Our current findings are similar to those we previously reported for EDTA plasma samples. In plasma, regardless of tube type, levels of AFP were reduced relative to serum (EDTA ratio 0.87; Streck ratio 0.73), but levels of uE3 were increased (EDTA 1.17; Streck 1.18). PAPP-A measurements were also higher in plasma than in serum (EDTA ratio 1.32; Streck 1.10). However, second trimester hCG and inhibin-A levels were more markedly altered by use of Streck rather than EDTA plasma tubes. For hCG, levels were similar to serum in EDTA plasma (ratio 0.99), but reduced in Streck tubes (ratio 0.87). While we previously reported that inhibin-A levels were not different between EDTA plasma and serum using the DxI assay method (ratio 1.01), the Streck plasma showed much lower inhibin-A result (ratio 0.67). This is at least partly dependent on the assay method, as the Ansh reagents showed a smaller reduction in inhibin-A levels (0.83) from Streck tubes.

The method of assay also had differential impact on PAPP-A results. With the DxI assay, PAPP-A levels were higher in EDTA or Streck plasma than in serum, but either plasma samples gave lower results when the Ansh assay was used. We sought to explore the cause of this difference. Postulating interference of EDTA in their assay, investigators at Ansh Labs changed the PAPP-A assay dilution buffer to exclude EDTA, and also tried an assay using an alternative detection antibody, more distant from the metal chelating region of the molecule. As a result, there was no change in the PAPP-A results with and without EDTA in the dilution buffers. However, the new detection antibody resulted in PAPP-A levels in EDTA plasma that were higher than those in serum, as had been observed for the DxI assay method. These data suggest that EDTA interferes with the PAPP-A assay when the metal chelating region of the molecule is in close proximity to the antibody binding site.
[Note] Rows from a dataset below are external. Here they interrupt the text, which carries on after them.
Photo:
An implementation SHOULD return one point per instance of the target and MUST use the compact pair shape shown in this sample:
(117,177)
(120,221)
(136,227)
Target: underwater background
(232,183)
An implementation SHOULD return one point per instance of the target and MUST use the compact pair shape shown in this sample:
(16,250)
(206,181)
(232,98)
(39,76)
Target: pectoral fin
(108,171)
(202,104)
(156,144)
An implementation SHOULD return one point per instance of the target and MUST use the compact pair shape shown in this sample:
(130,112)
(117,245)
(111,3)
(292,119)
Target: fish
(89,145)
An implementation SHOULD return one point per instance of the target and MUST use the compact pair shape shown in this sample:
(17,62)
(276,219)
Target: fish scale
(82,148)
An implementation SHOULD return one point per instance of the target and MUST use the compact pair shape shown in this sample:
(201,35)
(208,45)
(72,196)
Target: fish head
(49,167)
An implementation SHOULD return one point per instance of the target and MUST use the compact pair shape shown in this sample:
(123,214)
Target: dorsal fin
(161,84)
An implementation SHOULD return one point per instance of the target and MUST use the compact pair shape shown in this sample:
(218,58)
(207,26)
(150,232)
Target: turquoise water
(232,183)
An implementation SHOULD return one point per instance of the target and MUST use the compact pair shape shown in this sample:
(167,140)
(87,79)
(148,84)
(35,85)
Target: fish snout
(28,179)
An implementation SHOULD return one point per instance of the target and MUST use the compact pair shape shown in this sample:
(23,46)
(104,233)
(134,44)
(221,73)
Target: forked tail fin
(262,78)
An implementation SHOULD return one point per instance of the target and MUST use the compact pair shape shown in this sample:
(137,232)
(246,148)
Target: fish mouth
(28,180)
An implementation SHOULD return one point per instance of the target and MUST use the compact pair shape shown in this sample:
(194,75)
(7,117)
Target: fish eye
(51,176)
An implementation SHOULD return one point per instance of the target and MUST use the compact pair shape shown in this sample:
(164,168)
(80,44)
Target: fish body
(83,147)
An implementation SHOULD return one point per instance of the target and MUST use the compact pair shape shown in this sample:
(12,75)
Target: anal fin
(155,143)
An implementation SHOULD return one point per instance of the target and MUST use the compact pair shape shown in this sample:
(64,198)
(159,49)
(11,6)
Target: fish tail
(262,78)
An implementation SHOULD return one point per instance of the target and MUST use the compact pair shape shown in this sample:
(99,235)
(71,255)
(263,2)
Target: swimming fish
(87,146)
Our study has limitations. The number of subjects is relatively small, with just over 40 in each trimester, and no cases of aneuploidy included. However, a larger number of samples from 57 Down’s syndrome and 342 euploid pregnancies were included in our previous study, ⁹ which used plasma from EDTA tubes and found similar results. Together, these two studies confirm our finding that plasma is a suitable sample for ‘serum’ screening for at least the two testing methodologies employed. Data on maternal weight were not collected and, therefore, it was not possible to adjust MoM levels for maternal weight. Thus, the logarithmic standard deviations reported here are expected to be slightly higher than published estimates.

Using maternal plasma rather than serum samples to perform multiple marker prenatal screening is possible. Either EDTA (purple top) or Streck (mottled black and tan top) plasma collection tubes appear suitable. The values in plasma and serum are highly correlated but are proportionally different (or only modestly non-proportional), thus requiring separate medians or the use of an adjustment factor. The possibility of using plasma samples in this way might be of most benefit in contingent or reflexive screening models, where collection of only one tube type could add convenience and costs savings to the programme.